Funding for an emergency service that provides care for the elderly and disabled recently sought approval from the 34th Legislature Finance Committee. Testifiers appearing at a hearing held Friday said the Emergency Mobile Integrated Health Care Program began on St. Croix after the passage of Hurricane Maria.
Testifiers said the practice of delivering urgent care to chronically ill elderly or disabled patients where they live is relatively new and has become part of emergency medical services in several U.S. states. Because the 2017 storm damaged roads and hospitals on St. Croix, delivering urgent care at home became the most practical option, said Deputy Health Commissioner Reuben Molloy.
Molloy and EMS Coordinator Jacqueline Greenidge-Payne spoke in support of Bill No. 34-0298, a request for $300,000 from the emergency service fund to V.I. Territorial Emergency Management Agency, the Fire Service and Health. The three agencies work together to provide emergency medical services to the territory.
About $250,000 would pay mobile care teams consisting of a nurse and a paramedic; $50,000 would pay for needed supplies, they explained.
“The service seeks to reduce the reliance of emergency medical services for those who already have identifiable medical needs. Since the program began it has served 1,800 chronically ill patients, also called acute status patients,” Molloy said.
“One of the primary populations the program seeks to serve are those elderly and ill patients who have unmet needs because the territory lacks nursing homes,” the deputy commissioner said.
When questioned by committee members, Greenidge said integrative care delivers home care to 59 patients. “It’s a way to make sure the ambulance service can service those individuals who have a true health emergency,” she said.
One of the immediate concerns she expressed was the status of the St. Croix team as contracted workers from Pafford Medical Services. There was a registered nurse working with Health who was part of the team but had retired. Another Health Department nurse has expressed interest in joining the care team, but no action has been taken yet to bring them on board, Greenidge said.
Finance Committee Chairman Kurt Vialet asked about the duration of Pafford’s contract.
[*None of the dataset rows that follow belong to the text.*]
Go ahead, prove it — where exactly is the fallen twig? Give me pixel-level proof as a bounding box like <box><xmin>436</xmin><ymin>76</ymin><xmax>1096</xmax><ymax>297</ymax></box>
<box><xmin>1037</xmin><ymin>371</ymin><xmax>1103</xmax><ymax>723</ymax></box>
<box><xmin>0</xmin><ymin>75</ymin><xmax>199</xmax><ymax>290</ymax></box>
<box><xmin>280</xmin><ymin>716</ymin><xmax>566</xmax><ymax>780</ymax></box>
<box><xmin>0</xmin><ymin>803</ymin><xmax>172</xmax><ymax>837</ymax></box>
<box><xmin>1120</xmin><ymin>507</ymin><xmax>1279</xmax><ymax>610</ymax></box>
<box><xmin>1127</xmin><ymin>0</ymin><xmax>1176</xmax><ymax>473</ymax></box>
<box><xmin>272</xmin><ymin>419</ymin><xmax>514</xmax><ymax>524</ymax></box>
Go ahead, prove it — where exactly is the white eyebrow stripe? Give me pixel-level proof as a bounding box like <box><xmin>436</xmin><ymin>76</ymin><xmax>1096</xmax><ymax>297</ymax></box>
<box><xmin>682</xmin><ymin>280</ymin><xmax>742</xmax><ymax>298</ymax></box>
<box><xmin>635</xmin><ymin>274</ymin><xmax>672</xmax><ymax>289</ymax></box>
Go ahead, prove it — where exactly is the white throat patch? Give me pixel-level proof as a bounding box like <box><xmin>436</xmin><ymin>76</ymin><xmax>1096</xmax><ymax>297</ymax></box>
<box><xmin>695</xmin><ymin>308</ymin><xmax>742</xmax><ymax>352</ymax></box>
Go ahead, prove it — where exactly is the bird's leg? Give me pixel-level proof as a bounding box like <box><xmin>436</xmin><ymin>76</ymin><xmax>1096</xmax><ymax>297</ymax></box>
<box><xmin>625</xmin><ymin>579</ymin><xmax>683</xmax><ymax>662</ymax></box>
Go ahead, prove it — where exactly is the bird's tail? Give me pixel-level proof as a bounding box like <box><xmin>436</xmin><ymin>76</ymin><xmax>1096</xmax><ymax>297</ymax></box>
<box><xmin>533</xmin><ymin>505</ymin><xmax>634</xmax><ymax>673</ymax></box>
Molloy said the contract ends Dec. 30.
His response released a flood of questions from the chairman.
“That’s 29 days from here,” Vialet said. “If Pafford leaves now, do we have sufficient nurses for (intensive care), the integration that took place for the ambulances that are driving around? Do we have sufficient staffing for the Virgin Islands?”
Funds from disaster recovery after Hurricane Maria and COVID-19 federal relief funds after 2020 help pay for Pafford’s services, Molloy told the committee. As long as federal funding remains in place, payments can continue, he said.
Vialet called the integrative service concept “an excellent idea.” Finance Committee member and Senate Health Committee Chair Novelle Francis called the program a best-kept secret. Other committee members asked how integrative care was regulated under the Department of Health.
Molloy said prior to the merger of Fire and EMS in April, integrative care existed under EMS without a formal structure. When the merger occurred, the program was left undefined.
But the deputy commissioner added that Health did not try to hide the program’s existence. “The establishment of our EMS brought this to the forefront. It was being done as a part of EMS’s services. We have reported out … we have reported out on these activities regularly,” Molloy said.
The explanation was greeted with an admonishment from the Health Committee chair. “The reason why we set down the legislation is so we can get proper placement of these employees,” Francis said. “The services we have heard about here are vital and very much necessary. Clearly, we want to be able to make sure there is a program and a policy in place. That protects us as a government entity.”
Vialet added that formal structuring is needed because continued funding would make integrative care sustainable. “What we are trying to do is not establish a one-time funding source … We want to know what is the cost to have this unit,” he said.
The committee agreed there were strong arguments for keeping and expanding the integrative care, but it would have to be defined as an EMS service and be funded as a budget line item. It was suggested that the bill that established the merger between Fire and EMS be amended to include the new program.